I'm not sure what exactly people want to hear from Microsoft at this point? They're giving actual numbers running actual games. They've explained every question about the RAM and the bandwidth in more excruciating detail then the public ever gets.


So devs are getting 150 routinely as a matter of course like say a GPU using GDDR5 or some other unified memory system ? Zounds.

So it is not a matter of WILL then, Any dev NOT getting 150+ is choosing NOT to:LOL:
 
We have all read all that, I'm not sure why it is gospel though. MS has measured something, great. How often and what particular circumstances? Do you think they are read/writing to the eSRAM 100% of the time at 150GB/s?

I've measured 42m/g with my car, but that doesn't tell the whole story.

Seriously just take the 109Gbps + 68Gbps and believe whatever you like.
But then you probably would say that you can't add the BW together. ;)
 
We have all read all that, I'm not sure why it is gospel though. MS has measured something, great. How often and what particular circumstances? Do you think they are read/writing to the eSRAM 100% of the time at 150GB/s?

I've measured 42m/g with my car, but that doesn't tell the whole story.

What's your point exactly, does any memory subsystem read/write to its memory 100% at its peak or "measured peak"?

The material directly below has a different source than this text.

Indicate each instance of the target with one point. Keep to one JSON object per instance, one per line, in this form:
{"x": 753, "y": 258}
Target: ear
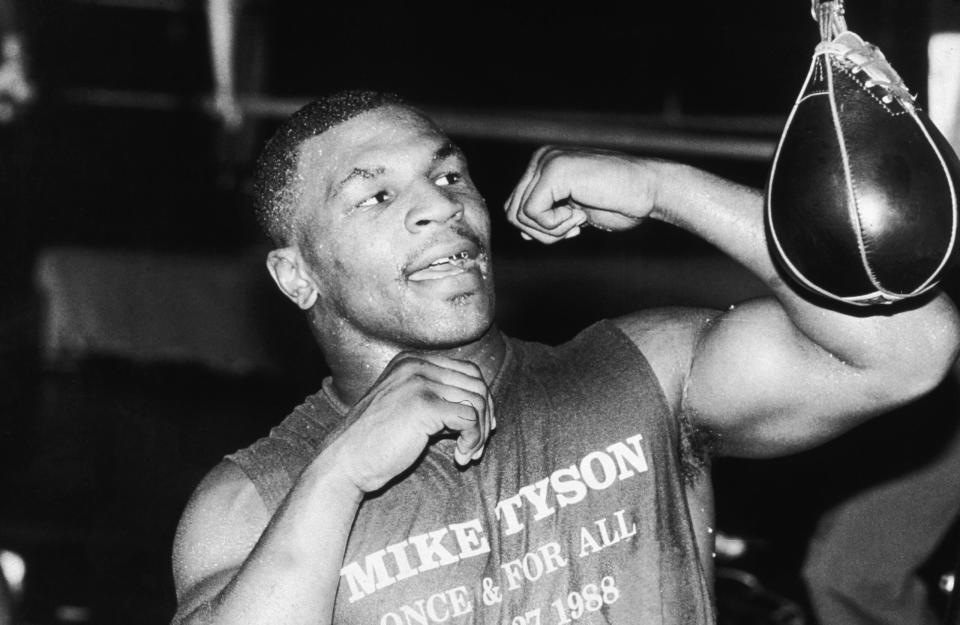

What else do we have besides whats been actually measured? So your point is 68GB/s, 218GB/s, 140-150GB/s and 176GB/s are all useless numbers and give us no indication of the memory subsystem performance in the new consoles? Should we all just move on and not discuss memory bandwidth at all for a year or so until developers can comfortably tell us what they are seeing?
 
People complain that all they know about is peak figures therefore MS PR & FUD.
They get told how the peak is calculated and what actual measured usage is. People complain MS PR & FUD.

Guess they have to release every single detail possible, but I have a feeling it will still simply MS PR & FUD.

Details could be released by 3rd party developers and it will be MS money hat if it doesn't crap on X1.
 
People complain that all they know about is peak figures therefore MS PR & FUD.
They get told how the peak is calculated and what actual measured usage is. People complain MS PR & FUD.

Guess they have to release every single detail possible, but I have a feeling it will still simply MS PR & FUD.

Details could be released by 3rd party developers and it will be MS money hat if it doesn't crap on X1.

Then this thread is nothing, why can't we take the official information?
 
Then this thread is nothing, why can't we take the official information?
I don't think things should be taken as gospel, but unless your willing to have a reasonable discussion without dismissing what we have been told out of hand, then I'm not sure what the point is.

Thread seems to have gone to pot very quickly again :LOL:
 
My brain feels dizzy after so many bandwidth numbers being displayed in your posts. I evidently would like to mention that I trust the engineers who worked on the hardware until proven otherwise. bkilian for instance makes me feel there is hope, so yeah.

Nevermind. I will take this opportunity to mention that there is a countdown (40 minutes left!!) on Youtube related to the AMD conference and their GPU 14 Showcase.

http://www.youtube.com/watch?v=bHfmM6QYWNM

They say there is going to be some announcement related to the next gen consoles. Hype!